Faktor alam, keadaan topografi dan vegetasi, nama sungai, lautan, dan pegunungan. Terlebih Faktor budaya dan sejarah. Nama tokoh masyarakat atau jawara yang hidup di sana, tempat yang berasal dari bahasa daerah tertentu dan dari legenda.
Ada juga faktor kebiasaan. Nama tempat yang berasal dari kebiasaan penduduk setempat.
Faktor sejarah. Nama tempat yang berasal dari sejarah suatu daerah dipengaruhi dialek dan peristiwa setempat, sebagai sebuah kearifan.

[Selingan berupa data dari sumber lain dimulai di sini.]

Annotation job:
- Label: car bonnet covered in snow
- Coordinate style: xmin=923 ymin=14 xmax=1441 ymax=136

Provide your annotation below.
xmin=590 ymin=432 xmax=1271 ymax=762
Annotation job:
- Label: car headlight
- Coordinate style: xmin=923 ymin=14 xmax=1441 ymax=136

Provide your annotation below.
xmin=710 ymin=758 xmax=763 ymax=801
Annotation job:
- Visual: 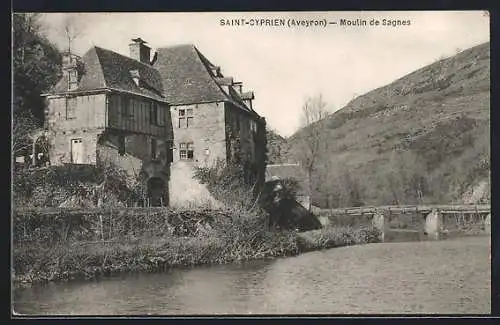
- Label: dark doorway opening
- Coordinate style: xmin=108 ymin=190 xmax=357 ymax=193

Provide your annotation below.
xmin=147 ymin=177 xmax=166 ymax=207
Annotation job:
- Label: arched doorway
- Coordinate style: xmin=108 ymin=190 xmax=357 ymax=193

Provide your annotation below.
xmin=147 ymin=177 xmax=167 ymax=207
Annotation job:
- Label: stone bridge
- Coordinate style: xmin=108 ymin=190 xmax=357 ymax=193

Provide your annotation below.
xmin=316 ymin=205 xmax=491 ymax=241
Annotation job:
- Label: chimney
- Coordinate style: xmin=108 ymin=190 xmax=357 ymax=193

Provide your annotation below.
xmin=129 ymin=37 xmax=151 ymax=64
xmin=211 ymin=66 xmax=221 ymax=77
xmin=233 ymin=82 xmax=243 ymax=95
xmin=241 ymin=91 xmax=255 ymax=110
xmin=62 ymin=51 xmax=82 ymax=90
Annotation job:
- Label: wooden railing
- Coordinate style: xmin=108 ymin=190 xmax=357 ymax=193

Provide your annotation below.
xmin=13 ymin=206 xmax=207 ymax=216
xmin=315 ymin=205 xmax=491 ymax=216
xmin=13 ymin=204 xmax=491 ymax=217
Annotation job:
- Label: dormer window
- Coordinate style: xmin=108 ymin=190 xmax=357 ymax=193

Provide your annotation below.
xmin=68 ymin=70 xmax=78 ymax=90
xmin=130 ymin=69 xmax=140 ymax=86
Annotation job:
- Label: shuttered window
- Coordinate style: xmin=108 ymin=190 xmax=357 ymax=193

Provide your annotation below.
xmin=150 ymin=102 xmax=164 ymax=126
xmin=65 ymin=97 xmax=77 ymax=120
xmin=122 ymin=97 xmax=132 ymax=117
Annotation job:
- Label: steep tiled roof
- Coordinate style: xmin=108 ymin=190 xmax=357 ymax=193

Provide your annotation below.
xmin=47 ymin=47 xmax=166 ymax=101
xmin=46 ymin=43 xmax=262 ymax=118
xmin=153 ymin=44 xmax=227 ymax=105
xmin=153 ymin=44 xmax=260 ymax=118
xmin=265 ymin=164 xmax=310 ymax=196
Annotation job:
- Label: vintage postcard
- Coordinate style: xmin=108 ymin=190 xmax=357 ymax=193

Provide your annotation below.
xmin=12 ymin=11 xmax=491 ymax=316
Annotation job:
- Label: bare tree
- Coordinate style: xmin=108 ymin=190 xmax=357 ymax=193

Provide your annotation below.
xmin=12 ymin=112 xmax=38 ymax=160
xmin=296 ymin=94 xmax=329 ymax=211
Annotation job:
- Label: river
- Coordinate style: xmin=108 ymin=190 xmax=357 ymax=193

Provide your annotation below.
xmin=13 ymin=236 xmax=490 ymax=315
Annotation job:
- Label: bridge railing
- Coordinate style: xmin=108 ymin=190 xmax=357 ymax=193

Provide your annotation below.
xmin=13 ymin=204 xmax=491 ymax=217
xmin=316 ymin=205 xmax=491 ymax=216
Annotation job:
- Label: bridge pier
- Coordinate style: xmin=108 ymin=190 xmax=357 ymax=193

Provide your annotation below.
xmin=484 ymin=213 xmax=491 ymax=235
xmin=425 ymin=209 xmax=442 ymax=240
xmin=372 ymin=211 xmax=385 ymax=242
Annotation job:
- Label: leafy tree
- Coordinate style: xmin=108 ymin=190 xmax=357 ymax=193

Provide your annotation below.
xmin=13 ymin=13 xmax=61 ymax=124
xmin=12 ymin=13 xmax=62 ymax=161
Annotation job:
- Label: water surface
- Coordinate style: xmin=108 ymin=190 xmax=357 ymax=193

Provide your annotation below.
xmin=13 ymin=236 xmax=490 ymax=315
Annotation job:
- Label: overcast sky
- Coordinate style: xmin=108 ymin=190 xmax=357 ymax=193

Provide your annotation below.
xmin=38 ymin=11 xmax=489 ymax=137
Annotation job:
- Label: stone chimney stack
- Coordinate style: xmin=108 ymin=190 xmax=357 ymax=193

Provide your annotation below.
xmin=233 ymin=82 xmax=243 ymax=95
xmin=129 ymin=37 xmax=151 ymax=64
xmin=61 ymin=51 xmax=82 ymax=90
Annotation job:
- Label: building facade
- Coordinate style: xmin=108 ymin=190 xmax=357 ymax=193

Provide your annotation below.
xmin=42 ymin=39 xmax=173 ymax=206
xmin=42 ymin=38 xmax=267 ymax=207
xmin=152 ymin=44 xmax=267 ymax=206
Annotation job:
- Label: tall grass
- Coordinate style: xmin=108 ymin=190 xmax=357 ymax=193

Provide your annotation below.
xmin=13 ymin=208 xmax=380 ymax=287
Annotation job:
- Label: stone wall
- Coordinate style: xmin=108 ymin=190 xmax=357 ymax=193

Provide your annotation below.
xmin=50 ymin=129 xmax=100 ymax=165
xmin=97 ymin=131 xmax=170 ymax=195
xmin=45 ymin=94 xmax=107 ymax=132
xmin=168 ymin=161 xmax=222 ymax=208
xmin=46 ymin=93 xmax=107 ymax=165
xmin=171 ymin=102 xmax=227 ymax=167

Pa’bumbungang, suatu masa dalam sejarahnya dengan sosok bernama Pama’. Sebagaimana sematan Pa’bumbungang terhubung dengan nilai-nilai luhur dari leluhur. Jejaknya di antara buyut mungkin hanya segelintir. Tapi pada penelusuran terkait “pakkalumanynyanganna“.
Konon kekuasaan di masa kejayaannya pada harta bendanya semua data kami tampung tentang pakkalumanynyanganna memang dikenal bagi mereka yang pernah menjadi bagian adat sampulo anrua. Menyebut nama tempat, Era kekuasaan katanya pernah jannang (Mappilawing/pada hubungannya kare‘ lawi-lawi). Tapi kami masih mencari sumber/data lagi.
Ada beberapa yang membuat kami terdiam, tercengang mendengarkan beberapa sumber. Sisi misteri yang unik pada sosok Pama’ hingga akhir hayatnya. Di antara nakalukinna nyamang. Bagai disulap seketika raib oleh sebuah dinamika konflik pasca kemerdekaan.
Dan masih kami temukan sendiri dari salah satu cucunya yang sampai sekarang masih hidup. Sebagai salah satu sumber. Bukan semata satu, dua, tiga dan lima. Kalau perlu ada jejak (artefak) selain biji kopi dan pabrik kopinya.
Belum dari sosok yang juga membuat kami dibuat kalang kabut mencari tahu jejaknya. Kalau Pama’ nakaluki nyamang seperti itu. Bagaimana dengan Ma’dunda? Tak lain adalah ayah dari seorang Pama’ itu sendiri. Betapa kuasa itu bada dengan mereka dari tanah, kebun kopi dan pabrik kopi di zamannya, menyuplai mendistribusikan ke beberapa daerah.
Semi penelitian, menembus dinding zaman dan pusara dari sejuta prahara. Laiknya akademisi kami masih butuh metode lain. Ibarat seribu sampel, bukan semata nempel di memori, kemudian menjadikannya sebagai rujukan referensi. Agar guyup tidak gugup, dan harus bangga dengan buyutnya sendiri.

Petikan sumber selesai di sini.